Using Computer Vision to Study Chicago Neighborhoods
Social scientists have long theorized that people behave differently depending on how they see their environment. Within my field of criminology, scholars have argued that people have greater ability to take action against crime (calling 911, verbally admonishing a perpetrator, etc.) when they can easily see the objects present in their environment. For example, homeowners are more easily able to detect would-be burglars if the sight-lines from their windows are not obscured by trees. From the same theoretical perspective, it has been argued that people are more motivated to actively respond to crime when they live in an area they perceive to be aesthetically pleasing. Although social scientists have had a lot of ideas about how visual features of places impact behavior, visual features have historically been challenging to measure, making it hard to test such ideas. To address this problem, I have been working with my colleagues in the Environmental Neuroscience Lab to develop computer vision AI models that can “look” at Google Streetview images to tell us about the presence of visual cues that may alter the way people behave.
Measuring Perceptions of Urban Visuals
To train an AI model to look at an image and tell us the information important to us, we need to give it some information about what to look for. For example, if we want to develop a model that can look at an urban image and tell us how easy it is to see through the environment, we need to show it images with varying levels of environmental transparency so the model knows how to interpret the tested images. To create a “training dataset” our AI can learn from, we have created a FastRating Image Task where research participants are shown a grid of Google Streetview images and asked to select the 4 images where they can most easily “see or perceive what’s going on inside of the buildings.” By repeatedly testing image stimuli with many participants, we can rank images across Chicago in terms of their environmental transparency.
Measuring Neighborhoods Visually
While this fast rating task gives us insight into how people perceive visual features such as environmental transparency, it would be unfeasible to have humans rate all 200,000 of the Google Streetview images we have collected across Chicago. As such, we can instead take our smaller sample of human-rated images and show them to a computer vision AI to develop a ResNet-50-based model that can look at any Google Streetview image and assign it an environmental transparency score.

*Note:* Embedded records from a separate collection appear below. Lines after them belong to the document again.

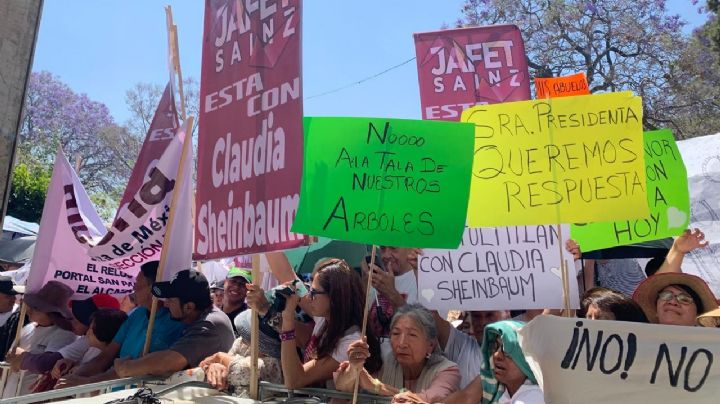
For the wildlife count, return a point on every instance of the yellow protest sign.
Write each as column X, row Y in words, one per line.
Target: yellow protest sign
column 562, row 160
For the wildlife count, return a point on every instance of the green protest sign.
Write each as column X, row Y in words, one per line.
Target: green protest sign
column 667, row 195
column 386, row 181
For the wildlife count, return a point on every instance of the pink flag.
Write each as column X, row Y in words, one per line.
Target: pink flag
column 460, row 68
column 250, row 140
column 69, row 225
column 161, row 132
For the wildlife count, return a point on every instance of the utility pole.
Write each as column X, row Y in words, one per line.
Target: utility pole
column 19, row 22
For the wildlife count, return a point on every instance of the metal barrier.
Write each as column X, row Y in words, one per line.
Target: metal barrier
column 267, row 390
column 6, row 372
column 72, row 392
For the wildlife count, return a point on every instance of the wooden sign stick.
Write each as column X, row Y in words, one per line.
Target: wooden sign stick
column 365, row 316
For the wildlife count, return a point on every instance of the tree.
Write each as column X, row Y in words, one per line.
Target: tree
column 57, row 116
column 620, row 45
column 27, row 196
column 713, row 26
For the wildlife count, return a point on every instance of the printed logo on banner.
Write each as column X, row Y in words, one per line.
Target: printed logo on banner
column 564, row 160
column 74, row 247
column 460, row 68
column 250, row 133
column 381, row 181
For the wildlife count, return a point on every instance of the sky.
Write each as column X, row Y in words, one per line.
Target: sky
column 103, row 48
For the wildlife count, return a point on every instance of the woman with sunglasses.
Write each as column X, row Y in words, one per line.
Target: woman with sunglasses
column 505, row 377
column 335, row 300
column 674, row 298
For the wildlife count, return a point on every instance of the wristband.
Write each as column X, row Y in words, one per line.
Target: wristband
column 287, row 335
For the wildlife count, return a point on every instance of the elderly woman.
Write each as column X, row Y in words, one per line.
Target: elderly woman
column 505, row 376
column 335, row 300
column 49, row 331
column 416, row 371
column 674, row 298
column 607, row 304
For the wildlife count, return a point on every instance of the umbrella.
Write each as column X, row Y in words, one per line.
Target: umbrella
column 303, row 259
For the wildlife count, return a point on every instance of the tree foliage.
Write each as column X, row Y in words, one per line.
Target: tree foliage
column 27, row 196
column 620, row 45
column 55, row 116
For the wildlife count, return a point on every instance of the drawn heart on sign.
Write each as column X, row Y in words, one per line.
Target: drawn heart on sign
column 428, row 294
column 676, row 218
column 556, row 271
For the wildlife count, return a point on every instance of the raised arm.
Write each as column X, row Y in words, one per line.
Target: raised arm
column 685, row 243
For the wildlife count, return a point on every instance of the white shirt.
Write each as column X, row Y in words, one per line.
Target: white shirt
column 37, row 340
column 526, row 394
column 351, row 335
column 6, row 315
column 464, row 350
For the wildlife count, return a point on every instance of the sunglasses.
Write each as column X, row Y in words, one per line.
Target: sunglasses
column 682, row 298
column 313, row 292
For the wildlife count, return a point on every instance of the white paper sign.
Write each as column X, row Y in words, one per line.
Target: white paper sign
column 596, row 361
column 702, row 159
column 503, row 268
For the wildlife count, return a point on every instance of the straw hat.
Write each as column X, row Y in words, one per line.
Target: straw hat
column 647, row 292
column 710, row 318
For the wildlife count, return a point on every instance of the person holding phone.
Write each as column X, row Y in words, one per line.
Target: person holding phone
column 394, row 285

Because each image has an associated GPS coordinate, we are able to identify which neighborhood each image comes from. By averaging scores of images within the same neighborhood, we can then create city-wide neighborhood maps of visual features such as environmental transparency. In the map below, we can see that Chicago’s Loop and North Side neighborhoods, with many densely compacted buildings, tend to have less environmental transparency compared to the rest of Chicago. Sightlines then tend to open up as we move away towards the city’s outskirts and into the suburbs.
Understanding Crime & Behavior
Given that there appears to be a great difference in urban visual features across Chicago neighborhoods, we investigated whether these visual features explain differences in behaviors or social outcomes across communities. By connecting our neighborhood data on visual features to neighborhood crime data provided by the Chicago Police Department, we evaluated if places with certain types of visual features tend to experience more crime. Using structural equation models that allowed us to assess how different neighborhood features lead to crime, we found that neighborhoods that were more visually transparent and aesthetically pleasing tended to experience less violent and non-violent crime even when controlling for residential demographic features associated with crime such as economic disadvantage and segregation.
In the next stage of our research, we are interested in measuring these visual features over time to more directly test if people change their behavior based on the visual cues in their environment. Because our approach allows us to train computer vision models for any visual feature of our choosing, we are excited to broaden our scope to think about how visual features of places more broadly alter the way people think and behave across urban contexts.